Degree System

Degree System

(religion, spiritualism, and occult)

In some Witchcraft traditions, one is either an initiated Witch or one is not (example: Seax-Wica). Other traditions maintain a system of degrees of advancement to show the development stages of the Witch after initiation (example: Gardnerian).

Usually, after an extended introductory learning period, new witches are initiated into the First Degree (although some have an earlier initiation into the neophyte stage even before the First Degree). There they remain for at least "a year and a day," the traditional waiting period. During that time they are taught various disciplines, such as ritual, divination, herbology, and astrology. When the coven elders feel the new witches are ready, they will be taken to the Second Degree. Again they must stay there for at least a year and a day and, again, there is a learning process. Eventually they will be taken to the Third Degree, which, in most traditions, is the highest.

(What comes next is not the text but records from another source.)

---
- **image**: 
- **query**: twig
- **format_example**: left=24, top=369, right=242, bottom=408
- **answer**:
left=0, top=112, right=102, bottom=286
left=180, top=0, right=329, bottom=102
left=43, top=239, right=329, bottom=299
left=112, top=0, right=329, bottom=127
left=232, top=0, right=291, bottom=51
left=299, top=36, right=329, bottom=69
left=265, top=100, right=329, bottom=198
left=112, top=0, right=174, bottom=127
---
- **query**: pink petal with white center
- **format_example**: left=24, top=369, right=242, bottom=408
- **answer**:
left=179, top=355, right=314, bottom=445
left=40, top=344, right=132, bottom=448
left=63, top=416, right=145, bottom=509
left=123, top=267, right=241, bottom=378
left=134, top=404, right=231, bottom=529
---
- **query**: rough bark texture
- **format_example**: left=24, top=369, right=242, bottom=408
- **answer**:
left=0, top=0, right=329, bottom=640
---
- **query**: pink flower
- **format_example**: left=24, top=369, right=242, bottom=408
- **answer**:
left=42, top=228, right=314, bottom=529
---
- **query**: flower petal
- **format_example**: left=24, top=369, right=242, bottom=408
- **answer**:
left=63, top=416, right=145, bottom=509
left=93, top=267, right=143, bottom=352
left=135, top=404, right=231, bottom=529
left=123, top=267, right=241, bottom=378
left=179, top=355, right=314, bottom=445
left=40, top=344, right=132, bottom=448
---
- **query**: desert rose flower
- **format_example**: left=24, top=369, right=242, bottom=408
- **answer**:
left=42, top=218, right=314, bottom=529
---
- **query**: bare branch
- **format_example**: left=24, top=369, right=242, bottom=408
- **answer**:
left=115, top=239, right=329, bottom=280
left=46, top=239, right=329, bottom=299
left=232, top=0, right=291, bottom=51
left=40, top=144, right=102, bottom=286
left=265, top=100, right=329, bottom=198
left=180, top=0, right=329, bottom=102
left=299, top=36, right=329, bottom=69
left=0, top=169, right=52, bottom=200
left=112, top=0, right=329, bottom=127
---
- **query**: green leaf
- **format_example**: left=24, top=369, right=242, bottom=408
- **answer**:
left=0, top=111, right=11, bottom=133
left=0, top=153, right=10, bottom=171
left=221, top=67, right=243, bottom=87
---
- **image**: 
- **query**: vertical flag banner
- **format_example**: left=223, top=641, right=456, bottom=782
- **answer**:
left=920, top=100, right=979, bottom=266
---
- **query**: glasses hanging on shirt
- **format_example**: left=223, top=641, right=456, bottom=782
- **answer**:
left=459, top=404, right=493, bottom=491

A Third Degree Witch may initiate others and may also break away and form a new coven, separate from the "mother coven" (see Queen of the Sabbat), if they so desire. All Witches are known as Priests/Priestesses. A Third Degree Witch is a High Priest/Priestess. It is also from the Third Degrees that the Elders are chosen.

There are pros and cons for a degree system. It can be useful to know the probable knowledge of a Witch by the degree he or she holds. It can also be an incentive for the Witch to know that he or she can advance (although there are many who are happy just to belong, with no desire for advancement and its attendant responsibility). Perhaps the biggest argument against the degree system is the potential for ego— a problem encountered not only in the Craft, of course, but in many walks of life.